🤖 AI Summary
This work addresses the challenge of enabling humanoid robots to execute long-horizon natural language instructions in partially observable environments by proposing a closed-loop framework that translates task plans generated by vision-language models (VLMs) into verifiable subtasks with explicit preconditions and success criteria. Leveraging SAM3 and RGB-D sensing for multi-object 3D geometric perception, the system evaluates predicate conditions within a stable coordinate frame and selects motion primitives subject to reachability and balance constraints. Task progression is driven by state verification, and failures trigger diagnosis-informed replanning. Evaluated on tabletop and mobile manipulation tasks, the approach demonstrates significantly enhanced robustness, attributable to high-precision 3D localization, temporal stability, and an efficient recovery mechanism.
📝 Abstract
Robots are increasingly expected to execute open ended natural language requests in human environments, which demands reliable long horizon execution under partial observability. This is especially challenging for humanoids because locomotion and manipulation are tightly coupled through stance, reachability, and balance.

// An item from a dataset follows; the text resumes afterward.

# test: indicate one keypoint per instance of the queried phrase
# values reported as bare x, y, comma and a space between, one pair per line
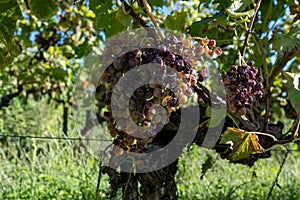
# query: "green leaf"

We present a humanoid agent framework that turns VLM plans into verifiable task programs and closes the loop with multi object 3D geometric supervision. A VLM planner compiles each instruction into a typed JSON sequence of subtasks with explicit predicate based preconditions and success conditions. Using SAM3 and RGB-D, we ground all task relevant entities in 3D, estimate object centroids and extents, and evaluate predicates over stable frames to obtain condition level diagnostics. The supervisor uses these diagnostics to verify subtask completion and to provide condition-level feedback for progression and replanning. We execute each subtask by coordinating humanoid locomotion and whole-body manipulation, selecting feasible motion primitives under reachability and balance constraints. Experiments on tabletop manipulation and long horizon humanoid loco manipulation tasks show improved robustness from multi object grounding, temporal stability, and recovery driven replanning.